From the ROS point of view there is then minimal fatty acid oxidation, minimal superoxide produced by reverse electron transfer through complex I, minimal inhibition of the insulin cascade at the level of insulin receptor substrate so maximal insulin signalling. The end result, in the basal state, shows as increased glucose oxidation and decreased fat oxidation:

These changes are absolutely secondary to the suppression of lipolysis by acipimox at the level of the adipocytes.

I hope all of this is starting to sound familiar.

I can't get this table out of my head

taken from here:

Acipimox is reproducing both the low HOMA-IR score and reduced lipid oxidation seen in slim people who are destined to become obese. Ignore the comment about genetics at the end of the abstract. People with obese parents are going to become obese themselves via the action of linoleic acid locking triglycerides in to adipocytes.

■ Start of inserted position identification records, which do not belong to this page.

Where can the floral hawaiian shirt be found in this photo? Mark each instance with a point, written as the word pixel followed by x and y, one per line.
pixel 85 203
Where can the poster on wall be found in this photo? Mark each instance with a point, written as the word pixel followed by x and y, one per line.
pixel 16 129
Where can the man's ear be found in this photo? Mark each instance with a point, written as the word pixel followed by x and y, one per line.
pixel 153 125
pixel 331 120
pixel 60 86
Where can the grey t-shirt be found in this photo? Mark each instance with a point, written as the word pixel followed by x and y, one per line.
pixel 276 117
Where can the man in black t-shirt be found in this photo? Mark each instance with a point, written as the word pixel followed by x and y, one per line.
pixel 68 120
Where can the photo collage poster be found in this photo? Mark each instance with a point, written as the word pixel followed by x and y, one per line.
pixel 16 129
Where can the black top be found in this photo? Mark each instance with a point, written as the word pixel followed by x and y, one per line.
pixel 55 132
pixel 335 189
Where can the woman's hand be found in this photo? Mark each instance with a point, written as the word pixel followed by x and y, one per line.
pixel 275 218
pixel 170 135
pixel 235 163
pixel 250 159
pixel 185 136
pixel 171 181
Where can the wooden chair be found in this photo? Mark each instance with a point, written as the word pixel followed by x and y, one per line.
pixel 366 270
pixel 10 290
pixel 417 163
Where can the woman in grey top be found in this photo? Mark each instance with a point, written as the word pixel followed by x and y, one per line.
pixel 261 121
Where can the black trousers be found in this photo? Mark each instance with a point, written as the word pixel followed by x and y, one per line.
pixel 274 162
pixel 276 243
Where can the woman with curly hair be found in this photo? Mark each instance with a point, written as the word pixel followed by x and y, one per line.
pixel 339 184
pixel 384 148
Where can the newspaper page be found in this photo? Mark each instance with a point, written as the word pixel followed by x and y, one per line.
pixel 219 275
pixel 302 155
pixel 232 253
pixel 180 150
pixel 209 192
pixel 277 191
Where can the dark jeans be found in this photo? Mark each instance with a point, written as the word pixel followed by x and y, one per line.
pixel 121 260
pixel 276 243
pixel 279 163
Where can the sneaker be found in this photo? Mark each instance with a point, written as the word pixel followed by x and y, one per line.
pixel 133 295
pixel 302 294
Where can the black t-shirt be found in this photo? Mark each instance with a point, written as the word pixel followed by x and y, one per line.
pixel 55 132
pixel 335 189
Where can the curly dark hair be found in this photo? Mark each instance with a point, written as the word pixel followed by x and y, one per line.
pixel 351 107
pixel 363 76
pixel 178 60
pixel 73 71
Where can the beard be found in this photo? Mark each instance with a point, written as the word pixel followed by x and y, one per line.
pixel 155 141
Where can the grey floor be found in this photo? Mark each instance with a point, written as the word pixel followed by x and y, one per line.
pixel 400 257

Before obesity develops they have "excellent" insulin sensitivity because they are metabolically hypocaloric due to concurrently starting becoming obese via lipid *loss/sequestration* in to adipocytes. They will have to eat more [carbohydrate] to make up their metabolic needs by however much lipid is sequestered in to their adipocytes. They will only become insulin resistant once those adipocytes become large enough that lipolysis cannot be adequately suppressed by insulin.

Acipimox recapitulates linoleic acid's insulin sensitising and obesogenic effects, but only for 6 hours at a time.

Linoleic acid accumulates in your adipose stores (and deep fat fryer) and is available continuously for years making you hypocaloric [ie hungry], especially when you avoid saturated fat. As cardiologists have advised for decades.

Of course, if you took acipimox every 6 hours for the rest of your life you would get fat, wouldn't you? I only discovered acipimox in pre-Protons days when I worked from the simplistic, partially correct idea that insulin inhibits lipolysis to make you fat. Pubmed "lipolysis" "inhibitor" "obesity" and acipimox pops out.

BTW It doesn't make you fat. Basal lipolysis was another gift of acipimox.